Advertisement

Quarantine a headache for Polish healthcare commuters in east Germany

German hospitals hit by loss of Polish carers

By Thomas Escritt

PASEWALK, Germany (Reuters) - If Tomasz Jamro, an emergency ward nurse in eastern Germany, returns home to see his wife and three children over the border in Poland, he will be stuck: authorities there will quarantine him for two weeks.

He is one of two dozen Polish medical staff who work at a hospital across the border in Pasewalk, northeastern Germany, where preparations for an expected wave of coronavirus patients are being hindered by the closure of once-open borders.

"We medical staff are fighting together against the coronavirus, but we can't go home to our family," he said, describing the predicament he and colleagues have been in since Poland's emergency quarantine laws came into force on Friday.

Since Poland joined Germany in the European Union 16 years ago, the border areas east of Berlin have essentially become a single, open space, where doctors, nurses, engineers and other essential workers commute back and forth.

That changed on Friday, when one of Jamro's colleagues went home from work only to find himself quarantined and unable to return for 14 days.
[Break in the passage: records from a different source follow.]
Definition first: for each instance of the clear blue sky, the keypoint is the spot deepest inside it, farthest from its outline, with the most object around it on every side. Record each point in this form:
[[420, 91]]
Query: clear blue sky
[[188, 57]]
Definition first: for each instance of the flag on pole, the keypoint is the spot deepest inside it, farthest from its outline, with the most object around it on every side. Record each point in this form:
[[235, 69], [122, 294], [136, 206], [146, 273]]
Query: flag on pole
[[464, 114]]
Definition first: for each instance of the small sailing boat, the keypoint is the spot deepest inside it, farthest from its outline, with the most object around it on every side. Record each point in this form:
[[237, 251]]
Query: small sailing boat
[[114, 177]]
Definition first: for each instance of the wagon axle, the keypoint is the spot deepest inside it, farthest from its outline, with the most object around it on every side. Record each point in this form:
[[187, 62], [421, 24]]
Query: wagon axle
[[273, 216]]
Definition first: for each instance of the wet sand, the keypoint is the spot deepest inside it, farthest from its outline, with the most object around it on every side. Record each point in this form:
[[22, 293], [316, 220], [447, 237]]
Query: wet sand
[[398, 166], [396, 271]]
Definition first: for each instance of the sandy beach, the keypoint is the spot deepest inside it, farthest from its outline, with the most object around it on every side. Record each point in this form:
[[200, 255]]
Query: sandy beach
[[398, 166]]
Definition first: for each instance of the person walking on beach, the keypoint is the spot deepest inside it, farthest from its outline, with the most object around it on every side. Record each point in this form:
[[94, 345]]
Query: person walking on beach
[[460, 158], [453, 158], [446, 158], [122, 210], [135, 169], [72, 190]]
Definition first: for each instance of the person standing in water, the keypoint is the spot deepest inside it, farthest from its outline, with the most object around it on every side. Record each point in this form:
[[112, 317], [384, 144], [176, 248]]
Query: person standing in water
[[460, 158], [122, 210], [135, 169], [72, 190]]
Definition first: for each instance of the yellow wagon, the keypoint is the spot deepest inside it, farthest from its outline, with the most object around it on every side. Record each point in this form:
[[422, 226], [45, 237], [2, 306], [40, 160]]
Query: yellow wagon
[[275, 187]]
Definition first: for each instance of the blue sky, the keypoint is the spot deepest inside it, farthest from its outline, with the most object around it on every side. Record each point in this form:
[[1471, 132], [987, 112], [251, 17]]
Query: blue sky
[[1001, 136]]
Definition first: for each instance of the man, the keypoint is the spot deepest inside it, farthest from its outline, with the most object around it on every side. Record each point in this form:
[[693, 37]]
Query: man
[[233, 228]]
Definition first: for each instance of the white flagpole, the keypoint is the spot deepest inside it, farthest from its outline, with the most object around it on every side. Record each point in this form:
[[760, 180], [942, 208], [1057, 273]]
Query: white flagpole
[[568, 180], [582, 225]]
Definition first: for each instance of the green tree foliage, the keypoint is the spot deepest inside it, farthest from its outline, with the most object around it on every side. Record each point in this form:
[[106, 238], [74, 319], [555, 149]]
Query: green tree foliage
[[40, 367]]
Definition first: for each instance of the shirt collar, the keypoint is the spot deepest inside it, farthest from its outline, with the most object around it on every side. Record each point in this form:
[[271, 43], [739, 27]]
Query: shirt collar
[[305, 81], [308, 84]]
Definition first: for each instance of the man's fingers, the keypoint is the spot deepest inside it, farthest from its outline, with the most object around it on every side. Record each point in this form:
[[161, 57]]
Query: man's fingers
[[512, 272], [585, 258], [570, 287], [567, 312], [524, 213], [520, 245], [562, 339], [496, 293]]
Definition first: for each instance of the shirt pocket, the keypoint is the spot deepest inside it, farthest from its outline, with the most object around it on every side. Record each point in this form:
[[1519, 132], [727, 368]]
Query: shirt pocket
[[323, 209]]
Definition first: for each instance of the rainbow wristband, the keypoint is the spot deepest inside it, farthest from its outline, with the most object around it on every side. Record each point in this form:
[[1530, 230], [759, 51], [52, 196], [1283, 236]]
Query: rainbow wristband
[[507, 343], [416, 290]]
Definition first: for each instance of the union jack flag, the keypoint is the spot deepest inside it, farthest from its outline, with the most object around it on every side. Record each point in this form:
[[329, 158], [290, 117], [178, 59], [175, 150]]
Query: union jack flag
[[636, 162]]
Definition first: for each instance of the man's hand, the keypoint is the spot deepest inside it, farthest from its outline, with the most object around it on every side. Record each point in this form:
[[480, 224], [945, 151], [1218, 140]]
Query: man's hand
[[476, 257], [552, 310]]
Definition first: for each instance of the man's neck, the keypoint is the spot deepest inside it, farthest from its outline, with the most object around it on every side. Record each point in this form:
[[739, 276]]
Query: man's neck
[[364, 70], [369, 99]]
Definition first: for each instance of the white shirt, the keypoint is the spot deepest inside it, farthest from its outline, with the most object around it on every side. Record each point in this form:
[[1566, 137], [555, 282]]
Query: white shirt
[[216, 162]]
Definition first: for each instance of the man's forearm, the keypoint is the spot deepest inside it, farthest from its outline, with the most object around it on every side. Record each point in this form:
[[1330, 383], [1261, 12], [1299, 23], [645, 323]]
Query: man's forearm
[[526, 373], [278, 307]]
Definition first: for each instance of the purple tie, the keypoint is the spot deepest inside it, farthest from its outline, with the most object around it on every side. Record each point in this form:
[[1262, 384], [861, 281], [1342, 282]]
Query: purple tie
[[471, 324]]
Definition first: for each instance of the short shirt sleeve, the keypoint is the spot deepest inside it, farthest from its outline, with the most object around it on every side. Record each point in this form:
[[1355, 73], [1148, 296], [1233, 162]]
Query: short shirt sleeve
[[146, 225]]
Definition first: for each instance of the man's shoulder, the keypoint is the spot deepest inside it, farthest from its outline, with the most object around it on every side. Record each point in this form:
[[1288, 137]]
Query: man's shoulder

Across the East, hundreds of doctors and nurses are in a similar position.

Around the world, border closures and quarantine rules have snapped the supply chains which deliver medical supplies and food, prompting calls for a return to shorter, more resilient supply networks.

Similarly, sectors that have come to rely on moving staff across borders are now scrambling to hold on to employees at a time when they've never been so badly needed.

Alexander Gross, head of the hospital where Jamro may soon be operating ventilators to keep coronavirus patients alive, has found temporary accommodation for some of his Polish staff, their partners and children - and even their pets.

"We're doing everything so they don't have to leave," he said of the commuters who make up a third of his staff. "We're renting vacant holiday homes and rooms for them," he said.

For the border states of Mecklenburg-Vorpommern and Brandenburg, losing the commuters is a disaster on top of the economic hit from a Germany-wide lockdown.

The state governments are offering anyone from Poland who is willing to stay in Germany 65 euros a day, plus an extra 20 euros per family member for temporary accommodation.

"Those affected are massively engaged in hospitals and healthcare, but also in manufacturing and food production," said Patrick Dahlemann, Mecklenburg-Vorpommern's minister in charge of the effort to keep some 3,400 Polish commuters.

Commuter numbers in neighboring Brandenburg are similar.

Even if Warsaw and Berlin reach an agreement to exempt healthcare workers from quarantine rules, as the states urge, there will still be disruptions.